Select the primary NvFP4 MoE backend Note: Shape-specific fallbacks may still occur at runtime.

Source code in vllm/model_executor/layers/fused_moe/oracle/nvfp4.py
def select_nvfp4_moe_backend(
    config: FusedMoEConfig,
    weight_key: QuantKey | None,
    activation_key: QuantKey | None,
) -> tuple[NvFp4MoeBackend, type[mk.FusedMoEPermuteExpertsUnpermute] | None]:
    """
    Select the primary NvFP4 MoE backend
    Note: Shape-specific fallbacks may still occur at runtime.
    """

    # NOTE: the kernels are selected in the following order.
    AVAILABLE_BACKENDS = [
        NvFp4MoeBackend.FLASHINFER_TRTLLM,
        NvFp4MoeBackend.FLASHINFER_CUTEDSL,
        NvFp4MoeBackend.FLASHINFER_CUTLASS,
        NvFp4MoeBackend.VLLM_CUTLASS,
        NvFp4MoeBackend.MARLIN,
    ]

    # NOTE(rob): this is kind of a hack. We need to peak into
    # the prepare-finalize selection to determine if we are using
    # the batched or standard expert format.
    use_batched = (
        config.moe_parallel_config.use_deepep_ll_kernels
        or config.moe_parallel_config.use_pplx_kernels
    )
    activation_format = (
        mk.FusedMoEActivationFormat.BatchedExperts
        if use_batched
        else mk.FusedMoEActivationFormat.Standard
    )

    def _make_log_backend(backend: NvFp4MoeBackend):
        available_backend_strs = [b.value for b in AVAILABLE_BACKENDS]
        return (
            f"Using '{backend.value}' NvFp4 MoE backend out "
            f"of potential backends: {available_backend_strs}."
        )

    def _make_log_unsupported(backend: NvFp4MoeBackend, reason: str | None) -> str:
        if reason:
            return (
                f"NvFp4 MoE backend '{backend.value}' does not support the "
                f"deployment configuration since {reason}."
            )
        else:
            return (
                f"NvFp4 MoE backend '{backend.value}' does not support the "
                "deployment configuration."
            )

    def _return_or_raise(
        backend: NvFp4MoeBackend,
        config: FusedMoEConfig,
        weight_key: QuantKey | None,
        activation_key: QuantKey | None,
        activation_format: mk.FusedMoEActivationFormat,
    ) -> tuple[NvFp4MoeBackend, type[mk.FusedMoEPermuteExpertsUnpermute]]:
        k_cls = backend_to_kernel_cls(backend)
        supported, reason = k_cls.is_supported_config(
            k_cls, config, weight_key, activation_key, activation_format
        )
        if supported:
            logger.info_once(_make_log_backend(backend))
            return backend, k_cls
        raise ValueError(_make_log_unsupported(backend, reason))

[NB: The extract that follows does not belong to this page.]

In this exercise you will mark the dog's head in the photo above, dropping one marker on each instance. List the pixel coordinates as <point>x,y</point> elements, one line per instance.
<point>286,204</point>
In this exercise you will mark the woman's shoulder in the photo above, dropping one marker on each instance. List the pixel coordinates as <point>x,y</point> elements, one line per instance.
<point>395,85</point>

    if envs.is_set("VLLM_USE_FLASHINFER_MOE_FP4"):
        if not envs.VLLM_USE_FLASHINFER_MOE_FP4:
            # If the user rejects FlashInfer remove those backends.
            for b in FLASHINFER_NVFP4_MOE_BACKENDS:
                AVAILABLE_BACKENDS.remove(b)

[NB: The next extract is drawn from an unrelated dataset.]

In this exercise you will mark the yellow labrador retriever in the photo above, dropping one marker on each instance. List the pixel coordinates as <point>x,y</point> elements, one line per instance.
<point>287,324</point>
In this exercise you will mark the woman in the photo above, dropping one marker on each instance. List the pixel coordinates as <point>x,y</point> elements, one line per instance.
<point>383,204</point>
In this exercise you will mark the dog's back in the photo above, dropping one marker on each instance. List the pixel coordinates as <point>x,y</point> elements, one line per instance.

        elif envs.is_set("VLLM_FLASHINFER_MOE_BACKEND"):
            # If user is explicit about backend, validate it.
            fi_backend = get_flashinfer_moe_backend()

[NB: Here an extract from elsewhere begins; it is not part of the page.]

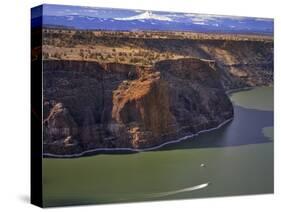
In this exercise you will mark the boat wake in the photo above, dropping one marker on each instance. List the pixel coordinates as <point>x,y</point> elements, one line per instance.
<point>188,189</point>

            if fi_backend == FlashinferMoeBackend.TENSORRT_LLM:
                backend = NvFp4MoeBackend.FLASHINFER_TRTLLM
                supported, reason = is_supported_config_trtllm(
                    config, weight_key, activation_key, activation_format
                )
                if supported:
                    logger.info_once(_make_log_backend(backend))
                    return backend, None
                else:
                    raise ValueError(_make_log_unsupported(backend, reason))
            else:
                backend = fi_2_vllm_backend_map[fi_backend]
                return _return_or_raise(
                    backend, config, weight_key, activation_key, activation_format
                )
        else:
            # If the user is not explicit about the backend, try each.
            for backend in FLASHINFER_NVFP4_MOE_BACKENDS:
                if backend == NvFp4MoeBackend.FLASHINFER_TRTLLM:
                    k_cls = None
                    supported, reason = is_supported_config_trtllm(
                        config,
                        weight_key,
                        activation_key,
                        activation_format,
                    )
                else:
                    k_cls = backend_to_kernel_cls(backend)
                    supported, reason = k_cls.is_supported_config(
                        k_cls,
                        config,
                        weight_key,
                        activation_key,
                        activation_format,
                    )
                if supported:
                    logger.info_once(_make_log_backend(backend), scope="local")
                    return backend, None
                else:
                    logger.debug_once(
                        _make_log_unsupported(backend, reason), scope="local"
                    )

            raise NotImplementedError(
                "Found VLLM_USE_FLASHINFER_MOE_FP4=1, but no "
                "FlashInfer NVFP4 MoE backend supports the configuration."
            )

    if envs.VLLM_TEST_FORCE_FP8_MARLIN:
        backend = NvFp4MoeBackend.MARLIN
        return _return_or_raise(
            backend, config, weight_key, activation_key, activation_format
        )

    # Select kernels in order of backend.
    for backend in AVAILABLE_BACKENDS:
        if backend == NvFp4MoeBackend.FLASHINFER_TRTLLM:
            k_cls = None  # type: ignore[assignment]
            supported, reason = is_supported_config_trtllm(
                config,
                weight_key,
                activation_key,
                activation_format,
            )
        else:
            k_cls = backend_to_kernel_cls(backend)
            supported, reason = k_cls.is_supported_config(
                k_cls,
                config,
                weight_key,
                activation_key,
                activation_format,
            )

        if supported:
            logger.info_once(_make_log_backend(backend), scope="local")
            return backend, k_cls
        else:
            logger.debug_once(_make_log_unsupported(backend, reason), scope="local")

    raise NotImplementedError(
        "No NvFp4 MoE backend supports the deployment configuration."
    )